Today is the feast of St. Catherine of Genoa, laywoman (1447-1510). What an interesting and enlightening character. She had a normal marriage, and later, by agreement, these two (Catherine the Guelph and Julian the Ghibelline, "Montagues and Capulets of the Genoese nobility") lived together in perfect continence. They had no children together. Julian, however, had a child, a daughter, by an illicit liaison, and provided for her (named Thobia) in his will, Catherine magnanimously taking her in and caring for her after the reprobate Julian's holy death. "Monsieur Giuliano is gone," Catherine said, "and as you know well he was of a rather wayward nature, so that I suffered much interiorly. But my tender Love (she often called Jesus "Love," as in "O Love, if it be necessary I am ready to confess my sins in public!" and "O Love, who shall hinder me from loving thee? Though I were in a camp of soldiers I could not be hindered from loving thee") assured me of his salvation before he had yet passed from this life."

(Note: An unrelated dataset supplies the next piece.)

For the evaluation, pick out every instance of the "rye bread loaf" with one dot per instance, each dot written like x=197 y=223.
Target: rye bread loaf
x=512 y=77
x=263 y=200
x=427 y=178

She was not in love with Julian, nor he with her, when she was forced into marriage at age 16. For five years she lived in depression, under a dark and unmoving cloud. Then for five more, she lived for pleasure, engaging her senses in any frivolity she could. But she was still unhappy. Then she had a dramatic, profound and complete conversion (though she was already a practicing Catholic) -- an interior conversion, such as we are all called to -- while she was kneeling for a blessing from a priest. In her heart she said with conviction: "No more world! No more sins!" And this she did, giving herself and her goods completely over to the service of the poor and the sick (this was the time of the Black Death, when over 4/5ths of Genoese citizens died -- and she herself contracted it, though she recovered) -- but as a laywoman, even though her husband joined a third order, which was a much bigger deal in those days than it is in ours.
She had many platonic male friends, including Hector Vernazza, a layman who gave himself over to charitable works and preserved many of her doings and sayings in document form, and Father Marabotto, her spiritual adviser.
She wrote a great deal, and her "Treatise on Purgatory which understands and explains Purgatory in light of its earthly counterpart -- the purgatory of consuming love -- is one of the two most illuminating views of Purgatory given to the Church." - Angelus Book of Saints. Saint Catherine, pray for us.